Bu yüzden şimdi Kaş’ı anlatmayacağım. Derya Beach’i de anlatmayacağım. Bu plajda akşamları kayalıkların üstünden Meis’e karşı içilen şarapları, Pink Martini’nin o anlara şahane gittiğini, begonvillerden, limon ağaçlarından sızan güneşle mayışmayı, mayışınca çağlalara uzanmaya üşendiğimi, Fatma’nın akşam üstü keklerini, Derya’nın Ali’nin mojitosunu, oğlak kolunu, Fırat’ın neşesini de anlatmayacağım.

Anlatmakla olmaz. Gitmek de yetmez. Derya’nın parçası olmak gerek.

13 Mart 2010

Ankara-İstanbul 32 dakika

Londra’dan Strazbourg’a. Orada birkaç saat kalış. Ardından İstanbul. Burada Bakan’ı indir. İndir ki hafta sonunu ailesiyle geçirebilsin. Yeniden havalan ve sabaha karşı Ankara’ya gel.

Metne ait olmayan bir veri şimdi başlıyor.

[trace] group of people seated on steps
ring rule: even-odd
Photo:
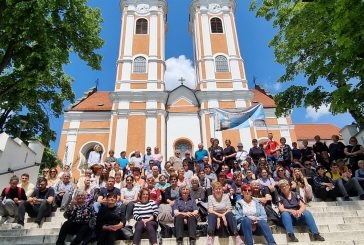
[[[109,151],[102,160],[100,145],[88,157],[88,168],[72,181],[71,168],[65,165],[44,168],[37,183],[29,182],[24,173],[13,176],[0,197],[0,224],[16,223],[23,229],[25,213],[42,227],[57,207],[66,222],[60,227],[57,244],[113,244],[115,240],[132,239],[139,244],[143,233],[151,244],[158,243],[157,230],[174,226],[178,245],[188,236],[196,244],[199,224],[207,224],[207,243],[214,236],[234,236],[236,244],[253,244],[253,234],[263,235],[268,244],[276,244],[271,225],[285,228],[288,241],[298,242],[293,226],[305,225],[313,241],[324,241],[319,234],[308,203],[315,198],[336,200],[349,195],[364,199],[364,149],[355,137],[345,146],[337,135],[326,146],[315,137],[310,147],[303,141],[279,143],[268,134],[268,141],[244,150],[225,140],[211,139],[191,152],[175,150],[164,162],[159,148],[147,147],[144,155],[136,150],[126,157]],[[76,182],[76,183],[74,183]],[[243,239],[242,239],[243,237]],[[243,241],[244,240],[244,241]]]

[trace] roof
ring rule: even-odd
[[[255,89],[252,90],[254,93],[253,103],[261,103],[265,108],[276,108],[276,103],[273,100],[273,96],[268,94],[264,89],[255,86]]]
[[[310,140],[316,135],[320,135],[323,140],[331,139],[333,134],[340,136],[340,128],[333,124],[295,124],[294,129],[297,140]]]
[[[111,111],[112,101],[107,91],[90,91],[67,111]]]

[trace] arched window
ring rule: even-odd
[[[229,71],[228,62],[225,56],[218,55],[215,58],[216,72],[227,72]]]
[[[147,34],[148,21],[146,19],[138,19],[135,26],[135,34]]]
[[[142,56],[136,57],[134,59],[133,72],[144,73],[146,71],[147,71],[147,60]]]
[[[211,22],[212,33],[223,33],[221,19],[215,17],[212,18],[210,22]]]
[[[187,140],[179,140],[178,142],[175,143],[174,145],[175,150],[179,150],[181,155],[180,156],[184,156],[186,151],[192,151],[192,145],[189,141]]]

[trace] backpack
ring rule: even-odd
[[[21,189],[20,187],[16,187],[18,189],[18,199],[21,200]],[[5,196],[7,196],[10,192],[10,186],[5,188]]]

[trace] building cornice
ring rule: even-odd
[[[165,103],[168,92],[165,91],[118,91],[110,93],[113,102],[123,101],[157,101]]]
[[[200,103],[209,100],[253,100],[254,93],[251,90],[235,91],[196,91]]]
[[[111,111],[67,111],[64,121],[110,121]]]
[[[139,4],[145,4],[148,5],[149,7],[152,6],[161,7],[164,13],[167,13],[168,11],[168,3],[166,0],[121,0],[120,1],[121,12],[123,12],[126,6],[134,6],[132,10],[138,12],[136,6]],[[148,12],[149,11],[155,11],[155,10],[149,9]]]
[[[193,0],[190,4],[190,15],[193,17],[197,9],[205,13],[220,14],[229,11],[234,13],[235,8],[236,0]]]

Kulağa saçma geliyor tabi. Bindiğimiz dolmuş değil, THY uçağı. Yani THY’den kiralanmış, ama Bakan için dolmuş uçak olmuş.

Gece 12 civarı. Strazbourg seansı bitmiş. Uçağın kapısında, gazeteden araba istemek için Ankara’ya iniş saatimizi hesaplamaya çalışıyorum.

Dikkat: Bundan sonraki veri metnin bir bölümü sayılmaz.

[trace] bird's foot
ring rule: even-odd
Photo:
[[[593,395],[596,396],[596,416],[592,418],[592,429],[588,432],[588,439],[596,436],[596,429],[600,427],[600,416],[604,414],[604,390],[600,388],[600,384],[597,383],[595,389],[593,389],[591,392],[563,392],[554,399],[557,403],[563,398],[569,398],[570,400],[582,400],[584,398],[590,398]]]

Kaptan pilot kokpitin önünde. Buyrun içeri girin üşümeyin diyor. Bulmuşken Ankara’ya iniş tahminlerini soruyorum.

Diyalog şöyle gelişiyor:




K.P: 12:30’da uçak kalksa. Yaklaşık 2 buçuk saatte İstanbul’a gideriz. Orada Bakan’ı indirdikten sonra yeniden kalkış için bizi bir saat daha bekletirler. İstanbul-Ankara arasını ise 32 dakikada alıyorum!

S: Nasıl yani otobanda gider gibi mi?

K:P: E tabi yol boşsa, yani güzergah uygunsa oluyor.

S: Gaza mı basıyorsunuz?

K.P: Benim rekorum 32 dakika. Geçen yılbaşında İstanbul yolcuları arkadan çok ısrar etti. Gece yarısından önce İstanbul’da olmak istiyorlardı. Ben de kırmadım. Basınca 32 dakikada aldım Ankara-İstanbul’u…

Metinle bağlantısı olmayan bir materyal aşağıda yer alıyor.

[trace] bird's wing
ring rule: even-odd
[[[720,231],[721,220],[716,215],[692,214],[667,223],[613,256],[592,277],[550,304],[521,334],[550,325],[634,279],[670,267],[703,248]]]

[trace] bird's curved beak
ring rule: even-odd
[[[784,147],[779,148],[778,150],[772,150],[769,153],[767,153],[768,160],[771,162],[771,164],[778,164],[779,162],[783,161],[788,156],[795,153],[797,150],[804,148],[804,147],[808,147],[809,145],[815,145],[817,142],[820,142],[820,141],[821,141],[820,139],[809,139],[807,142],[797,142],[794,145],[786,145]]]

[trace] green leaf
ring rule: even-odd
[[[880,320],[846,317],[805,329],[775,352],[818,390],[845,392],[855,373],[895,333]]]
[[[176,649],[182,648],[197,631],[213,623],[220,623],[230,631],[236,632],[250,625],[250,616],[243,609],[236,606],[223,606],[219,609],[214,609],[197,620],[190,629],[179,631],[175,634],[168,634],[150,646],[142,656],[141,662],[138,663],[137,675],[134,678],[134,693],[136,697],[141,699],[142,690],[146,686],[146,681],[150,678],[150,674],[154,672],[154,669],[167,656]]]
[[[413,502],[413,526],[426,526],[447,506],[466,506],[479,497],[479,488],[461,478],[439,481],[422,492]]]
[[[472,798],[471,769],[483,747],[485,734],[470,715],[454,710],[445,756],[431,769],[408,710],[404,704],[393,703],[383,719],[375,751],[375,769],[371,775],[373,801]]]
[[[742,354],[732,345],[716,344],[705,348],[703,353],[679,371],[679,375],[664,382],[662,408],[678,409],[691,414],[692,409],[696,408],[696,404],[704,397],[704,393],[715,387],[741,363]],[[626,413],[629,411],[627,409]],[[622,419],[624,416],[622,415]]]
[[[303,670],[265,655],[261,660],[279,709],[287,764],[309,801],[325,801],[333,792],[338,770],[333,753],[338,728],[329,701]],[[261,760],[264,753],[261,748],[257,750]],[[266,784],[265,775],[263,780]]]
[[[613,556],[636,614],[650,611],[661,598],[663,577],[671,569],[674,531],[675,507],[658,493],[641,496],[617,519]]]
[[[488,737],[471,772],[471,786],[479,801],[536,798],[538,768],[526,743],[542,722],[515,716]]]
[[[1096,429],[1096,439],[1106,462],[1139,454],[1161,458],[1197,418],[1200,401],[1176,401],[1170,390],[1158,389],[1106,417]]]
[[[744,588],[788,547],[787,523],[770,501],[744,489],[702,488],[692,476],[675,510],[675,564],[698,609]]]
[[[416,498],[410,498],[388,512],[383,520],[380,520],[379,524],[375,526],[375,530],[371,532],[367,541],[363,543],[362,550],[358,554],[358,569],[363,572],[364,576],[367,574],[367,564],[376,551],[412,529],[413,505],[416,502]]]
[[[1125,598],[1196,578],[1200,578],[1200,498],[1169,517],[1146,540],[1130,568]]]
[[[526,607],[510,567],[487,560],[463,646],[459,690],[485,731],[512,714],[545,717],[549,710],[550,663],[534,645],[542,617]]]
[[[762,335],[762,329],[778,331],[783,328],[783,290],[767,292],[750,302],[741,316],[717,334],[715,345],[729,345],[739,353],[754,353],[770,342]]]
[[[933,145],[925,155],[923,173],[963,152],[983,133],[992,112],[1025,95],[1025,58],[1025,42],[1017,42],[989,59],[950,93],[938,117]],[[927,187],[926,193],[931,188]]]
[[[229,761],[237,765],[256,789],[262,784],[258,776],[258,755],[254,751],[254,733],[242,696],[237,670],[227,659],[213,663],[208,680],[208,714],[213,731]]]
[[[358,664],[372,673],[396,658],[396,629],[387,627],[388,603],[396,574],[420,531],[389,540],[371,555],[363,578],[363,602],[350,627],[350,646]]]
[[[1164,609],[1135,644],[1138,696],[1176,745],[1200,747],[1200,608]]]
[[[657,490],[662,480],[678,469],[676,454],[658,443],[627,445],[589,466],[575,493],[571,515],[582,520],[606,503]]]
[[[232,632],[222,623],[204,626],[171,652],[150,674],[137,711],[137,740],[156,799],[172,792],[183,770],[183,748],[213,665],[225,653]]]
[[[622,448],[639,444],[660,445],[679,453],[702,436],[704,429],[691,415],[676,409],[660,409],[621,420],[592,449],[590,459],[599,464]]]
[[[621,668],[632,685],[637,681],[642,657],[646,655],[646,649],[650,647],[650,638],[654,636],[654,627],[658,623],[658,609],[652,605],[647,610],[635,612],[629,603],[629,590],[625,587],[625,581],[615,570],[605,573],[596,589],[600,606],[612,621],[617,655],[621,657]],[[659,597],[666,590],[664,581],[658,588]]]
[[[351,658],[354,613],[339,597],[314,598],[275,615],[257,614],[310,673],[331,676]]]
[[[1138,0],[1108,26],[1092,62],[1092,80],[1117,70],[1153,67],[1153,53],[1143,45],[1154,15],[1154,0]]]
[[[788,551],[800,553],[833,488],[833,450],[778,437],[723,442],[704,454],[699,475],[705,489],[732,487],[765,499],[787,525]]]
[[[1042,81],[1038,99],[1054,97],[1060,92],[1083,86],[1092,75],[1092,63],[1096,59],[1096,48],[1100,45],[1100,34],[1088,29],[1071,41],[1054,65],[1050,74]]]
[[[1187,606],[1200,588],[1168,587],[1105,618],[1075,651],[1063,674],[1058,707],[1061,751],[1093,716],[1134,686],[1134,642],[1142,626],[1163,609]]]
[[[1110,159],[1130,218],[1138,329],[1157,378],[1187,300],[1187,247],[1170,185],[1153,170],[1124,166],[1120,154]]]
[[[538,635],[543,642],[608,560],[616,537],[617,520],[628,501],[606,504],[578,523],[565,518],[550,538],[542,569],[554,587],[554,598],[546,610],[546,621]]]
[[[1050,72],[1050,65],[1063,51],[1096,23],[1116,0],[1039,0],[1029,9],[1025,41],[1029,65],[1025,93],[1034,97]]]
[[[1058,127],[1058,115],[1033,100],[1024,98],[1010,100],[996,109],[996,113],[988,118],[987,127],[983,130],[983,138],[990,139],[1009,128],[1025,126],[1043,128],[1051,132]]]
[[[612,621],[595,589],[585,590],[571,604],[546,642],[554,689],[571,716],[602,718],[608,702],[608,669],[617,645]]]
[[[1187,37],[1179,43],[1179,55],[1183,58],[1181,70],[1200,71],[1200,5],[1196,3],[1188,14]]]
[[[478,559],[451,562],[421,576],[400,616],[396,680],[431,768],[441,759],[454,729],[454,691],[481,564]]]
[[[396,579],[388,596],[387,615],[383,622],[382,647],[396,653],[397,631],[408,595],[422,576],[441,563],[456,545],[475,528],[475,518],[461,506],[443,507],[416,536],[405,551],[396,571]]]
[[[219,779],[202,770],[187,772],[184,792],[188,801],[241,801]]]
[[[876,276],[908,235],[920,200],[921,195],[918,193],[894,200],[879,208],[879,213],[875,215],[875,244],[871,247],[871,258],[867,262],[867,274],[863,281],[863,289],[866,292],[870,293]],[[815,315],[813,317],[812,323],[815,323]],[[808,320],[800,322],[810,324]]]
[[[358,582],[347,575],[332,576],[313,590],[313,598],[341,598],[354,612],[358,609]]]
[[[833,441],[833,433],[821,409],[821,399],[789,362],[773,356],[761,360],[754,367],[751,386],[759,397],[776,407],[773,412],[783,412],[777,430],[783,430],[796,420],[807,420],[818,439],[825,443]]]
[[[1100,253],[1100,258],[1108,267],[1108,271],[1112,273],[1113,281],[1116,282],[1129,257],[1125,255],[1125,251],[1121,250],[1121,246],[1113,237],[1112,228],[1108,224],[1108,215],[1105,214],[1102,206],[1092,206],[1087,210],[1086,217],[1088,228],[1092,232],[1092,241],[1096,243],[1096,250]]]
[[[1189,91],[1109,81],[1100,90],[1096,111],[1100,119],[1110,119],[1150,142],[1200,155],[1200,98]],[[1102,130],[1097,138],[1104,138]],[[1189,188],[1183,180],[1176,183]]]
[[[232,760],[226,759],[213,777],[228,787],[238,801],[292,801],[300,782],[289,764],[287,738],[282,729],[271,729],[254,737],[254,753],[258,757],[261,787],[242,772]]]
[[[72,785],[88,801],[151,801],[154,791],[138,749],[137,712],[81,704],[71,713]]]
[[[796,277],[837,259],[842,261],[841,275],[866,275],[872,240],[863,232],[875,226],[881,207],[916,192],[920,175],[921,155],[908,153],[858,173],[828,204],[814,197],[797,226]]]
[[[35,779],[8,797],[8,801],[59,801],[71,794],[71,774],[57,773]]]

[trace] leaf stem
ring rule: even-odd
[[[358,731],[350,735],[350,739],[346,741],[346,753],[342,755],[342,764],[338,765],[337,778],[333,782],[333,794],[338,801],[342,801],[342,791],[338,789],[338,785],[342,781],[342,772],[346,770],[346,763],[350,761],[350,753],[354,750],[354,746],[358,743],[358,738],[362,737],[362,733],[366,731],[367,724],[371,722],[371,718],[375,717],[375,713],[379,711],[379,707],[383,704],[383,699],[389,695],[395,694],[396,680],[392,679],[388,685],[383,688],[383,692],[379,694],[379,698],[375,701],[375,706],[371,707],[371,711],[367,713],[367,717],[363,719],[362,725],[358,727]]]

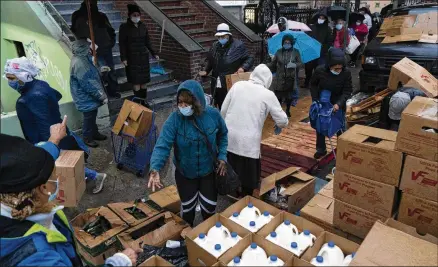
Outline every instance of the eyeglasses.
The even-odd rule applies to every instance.
[[[8,76],[6,76],[6,79],[8,79],[8,81],[11,81],[11,82],[18,80],[17,77],[8,77]]]
[[[337,71],[337,72],[341,72],[342,69],[343,69],[342,67],[340,67],[340,68],[332,68],[332,70]]]

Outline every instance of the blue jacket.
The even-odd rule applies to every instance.
[[[214,162],[205,138],[194,127],[193,120],[207,134],[218,160],[227,160],[228,130],[219,111],[206,106],[204,90],[198,82],[185,81],[178,87],[178,94],[181,90],[190,91],[203,111],[199,116],[185,117],[179,111],[169,116],[152,153],[151,170],[160,171],[175,146],[173,162],[178,171],[190,179],[201,178],[214,171]]]
[[[106,99],[100,73],[91,61],[90,44],[85,40],[73,42],[70,64],[70,91],[80,112],[96,110]]]

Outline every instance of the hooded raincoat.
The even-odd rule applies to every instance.
[[[228,130],[219,111],[206,105],[204,90],[194,80],[187,80],[178,87],[178,94],[188,90],[202,107],[200,115],[183,116],[174,111],[164,123],[151,157],[151,170],[160,171],[166,163],[170,150],[175,149],[173,162],[186,178],[205,177],[214,171],[215,162],[204,136],[195,128],[193,121],[207,135],[218,160],[227,160]]]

S: Öyleyse ben söyleyeyim arkadakilere. Biraz ısrar etsinler, basalım gaza.

K.P: Aman sakın. Bakan var uçakta. Şişşşt!


Ben öyle “Acaba kafaya mı alınıyorum” endişesi ile mevzuyu uzatamadım pek. Şakaya güler gibi, aynı zamanda hayret nidası taşıyan sahte bir kahkahacık atarak geçtim yerime.

Havalandık. İndik. Yine havalandık. Yine indik. Pestilim çıkmış, uyku mahmuru kapıya sürüklendim. Bir baktım kaptan amca kapıda bana göz kırpıyor, “Demiştim sana”.

Saat 5’te Ankara’ya inmeyi planlamıştık. Saat daha 4’e yeni geliyor. Yani Kaptan pilot amca basmış basmasına. Ama sadece Ankara-İstanbul arasında değil. Strazbourg –İstanbul arasında da kendine yeni bir rekor kırmış.

15 Şubat 2010

nihayet casita

İstanbul'un Casita'sı nihayet Ankara'ya da açıldı.

Aslında İstanbul Etiler'deki Casita, gece gezmelerinden dönerken, bizim Aspavamız gibi sabaha karşı gidilen salaş bir mantıcıydı. Sonra marka oldu, yürüdü, zincir dükkanlar açmaya başladı. Ankara'daki yer ise sabaha karşı alkollü mideyi dindirmek için değil ama iş çıkışı gidilecek şeker bir cafe-rest olarak açıldı.


Tabi ki son dönemin cafe cenneti Filistin caddesine.




Dekorasyonu çok şeker. Detaylar, sürprizlerle dolu. Bir de fresh bir yer, iştah açıcı.

Aslen mantıcı olmakla birlikte menüde sezar salatasından köfteye kadar yok yok.

Kabak çiçeği dolması misler gibi. Ege Salatasının ise büyük beklentiye girilecek alengirli bir tarafı yok.

Zaten bizim derdimiz de mantıydı. Diğerleri aklımızda kalması diye Trio mantıyı denedik.






En soldaki domates, patlıcan soslu vejeteryan mantı gibi bir şey. Fena değil. En sağdaki için fesleğen ve krema soslu linguini desek daha doğru olur. Biraz ağırdı, ama eminim seveni çıkar.

Benim favorim ortadaki, Feraye oldu. Bildiğimiz mantıya en yakın olanı ama daha hafif.

Feraye mantısı, ismini Kaya Çilingiroğlunun hayat arkadaşından almıyor.

İsim annesi Müzeyyen Senarın kızı.





Bir de yemeklerin böyle hikayesi olan isimleri var.

Mesela Huysuz Virjin Tatlısı. Adını Virjin koymuş. Fotoğrafıyla tescilli.

Mantıcı olmasına rağmen içki servisi,hatta sağlam bir şarap menüsü de var. Etraf biraz teenager dolu gibi geldi ama doğaldır.

Ne de olsa böyle mekanları önce Bilkent gençliği test eder.